Çevre ihlalini ortaya çıkaran durumdan etkilenen tarafları doğru tespit etmek, hem açılacak olan davalarda davanın taraflarının kimler olduğunun belirlenmesi için önemli hem de ihlale karşı yürütülecek diğer savunuculuk yöntemlerinin (ihale karşı kampanyaların örgütlenmesi, kamuoyu oluşturma çalışmaları, vs.), kimlerle birlikte kime karşı yürütüleceğinin belirlenmesi açısından önemli. Menfaati olanlar kimler sorusuna verilecek cevap; mücadelenin nasıl bir kızgınlık/yoğunluk içinde olacağım da belirleyecek. Bununla birlikte, ilk bakışta bazı grupların ihlalden menfaati olduğu gözükse de bu görünüşün her zaman doğru olmadığı akıldan çıkarılmamalı. Özellikle maden arama sahalarında, santral inşaatı alanlarında yaşayan kimi köylülerin, ihlale yol açan iş sahalarında kendilerine iş verilme vaadi sonucu yaşanılan ihlallere sessiz kaldığı bilinmekte. Bu gibi kişiler, ilk bakışta ihlalden menfaat sağlayan grup içinde yer almakta ise de aslında yaşam alanlarının yok edilecek olması nedeniyle, çevresel tahribattan en çok mağdur olacak kesim arasında. Bu gruba doğru yöntemlerle yaklaşıp, savunuculuk mücadelesinde doğru alana çekmek oldukça önemli.

Dava ihlaline Karşı Ne Zaman Harekete Geçilmeli?

Hemen.
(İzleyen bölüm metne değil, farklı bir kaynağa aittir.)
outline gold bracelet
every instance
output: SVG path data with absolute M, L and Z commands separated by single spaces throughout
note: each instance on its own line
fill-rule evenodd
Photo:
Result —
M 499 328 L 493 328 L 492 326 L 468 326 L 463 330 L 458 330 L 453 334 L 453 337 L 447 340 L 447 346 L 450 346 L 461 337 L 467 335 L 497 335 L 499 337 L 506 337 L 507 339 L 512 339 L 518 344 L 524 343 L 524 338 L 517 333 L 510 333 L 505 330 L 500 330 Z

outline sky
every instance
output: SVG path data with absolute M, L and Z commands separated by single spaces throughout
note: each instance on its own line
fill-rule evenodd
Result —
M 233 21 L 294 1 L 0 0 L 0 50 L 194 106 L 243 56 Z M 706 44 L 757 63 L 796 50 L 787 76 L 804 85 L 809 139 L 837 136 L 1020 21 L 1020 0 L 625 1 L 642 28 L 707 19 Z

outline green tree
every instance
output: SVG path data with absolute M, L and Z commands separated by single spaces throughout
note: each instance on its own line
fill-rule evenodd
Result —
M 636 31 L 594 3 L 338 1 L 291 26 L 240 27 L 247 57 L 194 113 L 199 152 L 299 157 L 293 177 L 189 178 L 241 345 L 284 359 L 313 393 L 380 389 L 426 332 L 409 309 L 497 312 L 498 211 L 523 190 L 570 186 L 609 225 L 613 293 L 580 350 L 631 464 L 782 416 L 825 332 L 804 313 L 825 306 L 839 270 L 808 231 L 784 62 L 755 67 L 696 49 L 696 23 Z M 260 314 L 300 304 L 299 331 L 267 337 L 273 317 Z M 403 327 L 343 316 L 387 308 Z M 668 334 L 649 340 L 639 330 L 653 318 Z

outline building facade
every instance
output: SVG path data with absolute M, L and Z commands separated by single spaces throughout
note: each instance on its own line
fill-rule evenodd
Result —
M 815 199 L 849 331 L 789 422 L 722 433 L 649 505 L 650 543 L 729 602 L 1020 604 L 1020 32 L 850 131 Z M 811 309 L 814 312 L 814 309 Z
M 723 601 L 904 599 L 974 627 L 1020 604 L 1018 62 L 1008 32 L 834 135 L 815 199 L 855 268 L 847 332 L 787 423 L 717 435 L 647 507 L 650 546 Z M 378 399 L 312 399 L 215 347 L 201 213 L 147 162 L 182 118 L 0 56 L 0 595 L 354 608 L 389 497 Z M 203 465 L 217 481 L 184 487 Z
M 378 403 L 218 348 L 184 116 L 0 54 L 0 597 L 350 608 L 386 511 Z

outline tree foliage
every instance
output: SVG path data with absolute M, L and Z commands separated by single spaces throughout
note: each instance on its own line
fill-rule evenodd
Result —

Yoksa her geç kalma önü alınamayacak çevre ihlallerinin büyümesine ve artık engellenemeyecek hale gelmesine neden olacaktır. Ayrıca yasal süreler geçirilirse davalar da sadece bu nedenle kaybedilebilir.

Dava Sürecinin İşlemesi Nasıl Sağlanıyor?
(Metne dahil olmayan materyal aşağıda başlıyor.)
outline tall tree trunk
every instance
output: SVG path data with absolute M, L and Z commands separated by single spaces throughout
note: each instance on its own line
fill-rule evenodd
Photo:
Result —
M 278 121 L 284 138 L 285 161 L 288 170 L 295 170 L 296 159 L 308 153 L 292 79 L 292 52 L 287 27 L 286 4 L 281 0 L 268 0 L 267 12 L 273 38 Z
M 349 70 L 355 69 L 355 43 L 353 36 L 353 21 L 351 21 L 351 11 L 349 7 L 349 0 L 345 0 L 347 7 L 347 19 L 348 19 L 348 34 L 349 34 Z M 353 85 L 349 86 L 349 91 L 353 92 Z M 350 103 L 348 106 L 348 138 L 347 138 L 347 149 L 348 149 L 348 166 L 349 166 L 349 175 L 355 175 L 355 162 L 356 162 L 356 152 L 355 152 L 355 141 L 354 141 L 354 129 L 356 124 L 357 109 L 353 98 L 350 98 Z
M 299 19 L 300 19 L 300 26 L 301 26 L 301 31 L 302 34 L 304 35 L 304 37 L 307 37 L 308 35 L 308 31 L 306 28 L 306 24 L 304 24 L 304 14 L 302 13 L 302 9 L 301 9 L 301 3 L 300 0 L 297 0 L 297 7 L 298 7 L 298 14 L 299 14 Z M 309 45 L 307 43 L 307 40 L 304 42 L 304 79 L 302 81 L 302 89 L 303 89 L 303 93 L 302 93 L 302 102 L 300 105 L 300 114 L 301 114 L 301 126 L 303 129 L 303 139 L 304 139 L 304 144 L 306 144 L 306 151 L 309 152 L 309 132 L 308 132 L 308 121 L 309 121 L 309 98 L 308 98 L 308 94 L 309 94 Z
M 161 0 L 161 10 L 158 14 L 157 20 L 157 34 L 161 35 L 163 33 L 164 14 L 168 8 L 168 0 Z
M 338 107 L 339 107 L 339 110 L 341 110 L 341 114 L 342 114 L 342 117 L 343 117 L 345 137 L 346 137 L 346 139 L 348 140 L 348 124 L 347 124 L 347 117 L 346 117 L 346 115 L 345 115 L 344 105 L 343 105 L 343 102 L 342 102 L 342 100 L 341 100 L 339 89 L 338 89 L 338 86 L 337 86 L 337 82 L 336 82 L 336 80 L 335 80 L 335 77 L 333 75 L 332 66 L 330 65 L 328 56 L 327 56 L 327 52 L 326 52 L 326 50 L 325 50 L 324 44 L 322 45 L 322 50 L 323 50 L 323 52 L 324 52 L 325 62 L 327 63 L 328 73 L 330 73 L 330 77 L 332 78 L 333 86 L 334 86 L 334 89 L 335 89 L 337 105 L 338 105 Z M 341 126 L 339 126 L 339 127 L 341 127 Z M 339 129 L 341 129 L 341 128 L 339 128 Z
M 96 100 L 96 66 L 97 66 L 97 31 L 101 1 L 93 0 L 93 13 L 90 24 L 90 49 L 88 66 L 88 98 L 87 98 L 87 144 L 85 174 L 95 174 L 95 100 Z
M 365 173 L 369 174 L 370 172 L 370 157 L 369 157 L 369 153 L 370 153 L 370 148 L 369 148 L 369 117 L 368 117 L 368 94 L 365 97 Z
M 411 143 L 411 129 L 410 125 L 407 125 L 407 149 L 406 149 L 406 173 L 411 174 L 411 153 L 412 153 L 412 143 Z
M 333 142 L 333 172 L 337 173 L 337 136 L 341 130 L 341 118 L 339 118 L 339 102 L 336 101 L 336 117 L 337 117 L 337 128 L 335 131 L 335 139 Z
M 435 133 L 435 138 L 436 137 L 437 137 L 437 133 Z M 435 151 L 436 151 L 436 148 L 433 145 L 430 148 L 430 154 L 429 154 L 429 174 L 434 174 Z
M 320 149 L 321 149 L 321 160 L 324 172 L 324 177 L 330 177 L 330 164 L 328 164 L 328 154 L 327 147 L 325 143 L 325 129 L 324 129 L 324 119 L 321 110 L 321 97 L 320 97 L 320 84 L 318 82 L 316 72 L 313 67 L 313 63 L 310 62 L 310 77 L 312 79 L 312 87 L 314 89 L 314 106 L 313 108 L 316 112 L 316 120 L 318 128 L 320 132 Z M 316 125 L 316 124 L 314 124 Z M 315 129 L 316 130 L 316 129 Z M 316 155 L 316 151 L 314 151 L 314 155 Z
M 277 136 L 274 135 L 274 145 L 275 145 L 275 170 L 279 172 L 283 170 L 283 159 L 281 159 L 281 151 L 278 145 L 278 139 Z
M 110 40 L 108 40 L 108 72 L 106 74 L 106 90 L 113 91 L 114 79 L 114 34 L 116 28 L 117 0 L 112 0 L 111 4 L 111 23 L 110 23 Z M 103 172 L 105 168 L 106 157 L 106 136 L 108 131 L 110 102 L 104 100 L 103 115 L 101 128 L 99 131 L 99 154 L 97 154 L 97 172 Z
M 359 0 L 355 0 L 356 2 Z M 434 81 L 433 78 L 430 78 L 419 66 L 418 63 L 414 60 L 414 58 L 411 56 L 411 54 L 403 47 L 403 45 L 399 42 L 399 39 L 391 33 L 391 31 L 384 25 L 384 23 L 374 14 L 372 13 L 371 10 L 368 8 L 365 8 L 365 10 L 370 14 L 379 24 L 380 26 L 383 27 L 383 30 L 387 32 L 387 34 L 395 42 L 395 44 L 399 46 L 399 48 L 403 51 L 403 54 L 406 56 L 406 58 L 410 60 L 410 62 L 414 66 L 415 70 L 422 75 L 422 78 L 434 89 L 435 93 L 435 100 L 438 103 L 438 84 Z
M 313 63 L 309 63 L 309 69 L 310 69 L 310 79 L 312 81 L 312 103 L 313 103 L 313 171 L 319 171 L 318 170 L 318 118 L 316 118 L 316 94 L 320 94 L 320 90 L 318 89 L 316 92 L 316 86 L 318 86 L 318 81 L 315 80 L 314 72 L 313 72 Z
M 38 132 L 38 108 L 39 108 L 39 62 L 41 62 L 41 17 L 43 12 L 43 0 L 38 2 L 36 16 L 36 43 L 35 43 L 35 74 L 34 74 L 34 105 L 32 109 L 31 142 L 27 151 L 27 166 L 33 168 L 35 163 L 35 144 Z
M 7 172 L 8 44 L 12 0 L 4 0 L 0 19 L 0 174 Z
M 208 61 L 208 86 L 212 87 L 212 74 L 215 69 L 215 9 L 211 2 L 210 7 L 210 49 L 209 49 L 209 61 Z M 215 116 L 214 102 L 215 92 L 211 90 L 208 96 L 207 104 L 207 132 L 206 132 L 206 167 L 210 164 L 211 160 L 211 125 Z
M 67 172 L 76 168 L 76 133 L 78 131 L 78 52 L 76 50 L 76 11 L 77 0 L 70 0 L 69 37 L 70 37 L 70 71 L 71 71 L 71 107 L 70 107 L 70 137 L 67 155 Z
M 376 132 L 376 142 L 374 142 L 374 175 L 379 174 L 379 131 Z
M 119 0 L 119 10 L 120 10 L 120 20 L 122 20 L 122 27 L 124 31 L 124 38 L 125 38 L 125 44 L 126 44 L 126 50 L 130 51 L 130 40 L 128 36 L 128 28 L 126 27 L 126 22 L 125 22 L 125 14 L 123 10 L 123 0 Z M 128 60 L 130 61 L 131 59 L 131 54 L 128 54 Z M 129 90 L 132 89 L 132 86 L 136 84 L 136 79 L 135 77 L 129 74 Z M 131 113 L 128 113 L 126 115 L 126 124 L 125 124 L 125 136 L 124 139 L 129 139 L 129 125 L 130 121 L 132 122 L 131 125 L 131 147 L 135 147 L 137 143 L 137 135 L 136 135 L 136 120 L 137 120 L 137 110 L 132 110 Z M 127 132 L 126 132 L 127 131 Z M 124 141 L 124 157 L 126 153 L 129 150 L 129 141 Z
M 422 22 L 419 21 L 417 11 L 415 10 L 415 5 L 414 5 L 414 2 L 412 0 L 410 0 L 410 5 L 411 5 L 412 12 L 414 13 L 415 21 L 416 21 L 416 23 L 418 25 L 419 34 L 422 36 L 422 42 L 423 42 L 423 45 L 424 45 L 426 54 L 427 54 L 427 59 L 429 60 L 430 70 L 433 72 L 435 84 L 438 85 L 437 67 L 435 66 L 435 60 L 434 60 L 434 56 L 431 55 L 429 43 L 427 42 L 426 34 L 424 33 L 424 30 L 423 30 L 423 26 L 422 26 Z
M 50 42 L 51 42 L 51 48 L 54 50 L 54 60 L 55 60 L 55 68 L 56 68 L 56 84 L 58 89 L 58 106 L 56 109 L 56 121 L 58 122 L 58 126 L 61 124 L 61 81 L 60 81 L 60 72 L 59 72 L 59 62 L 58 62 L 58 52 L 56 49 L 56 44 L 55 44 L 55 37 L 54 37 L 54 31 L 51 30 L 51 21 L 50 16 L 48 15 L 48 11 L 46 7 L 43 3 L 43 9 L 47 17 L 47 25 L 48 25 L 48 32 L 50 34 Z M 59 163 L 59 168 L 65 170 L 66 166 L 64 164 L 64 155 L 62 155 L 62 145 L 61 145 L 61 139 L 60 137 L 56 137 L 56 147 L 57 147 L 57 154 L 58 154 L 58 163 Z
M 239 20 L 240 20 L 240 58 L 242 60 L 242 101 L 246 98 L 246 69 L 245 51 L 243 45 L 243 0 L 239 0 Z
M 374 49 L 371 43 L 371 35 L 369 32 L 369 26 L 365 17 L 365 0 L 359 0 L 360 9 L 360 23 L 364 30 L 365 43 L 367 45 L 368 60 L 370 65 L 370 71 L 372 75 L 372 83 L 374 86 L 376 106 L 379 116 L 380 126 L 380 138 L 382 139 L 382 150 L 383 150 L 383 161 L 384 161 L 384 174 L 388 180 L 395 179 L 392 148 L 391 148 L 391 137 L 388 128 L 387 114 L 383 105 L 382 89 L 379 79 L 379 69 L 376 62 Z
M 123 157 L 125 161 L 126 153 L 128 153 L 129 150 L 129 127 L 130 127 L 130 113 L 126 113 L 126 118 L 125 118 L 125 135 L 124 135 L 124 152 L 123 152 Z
Çevre ihlalinin ortadan kaldırılması için yapılacak tüm savunuculuk mücadelesinin tavizsiz olması gerekir. Atılacak her adımdan bir milim bile geri gelmemek için öncelikle atılan adımın doğrulundan emin olmak gerekir. Bunun için; a- Yapılacaklar için uzun erimli plan ve politikalar belirlenip, uygulanmalı.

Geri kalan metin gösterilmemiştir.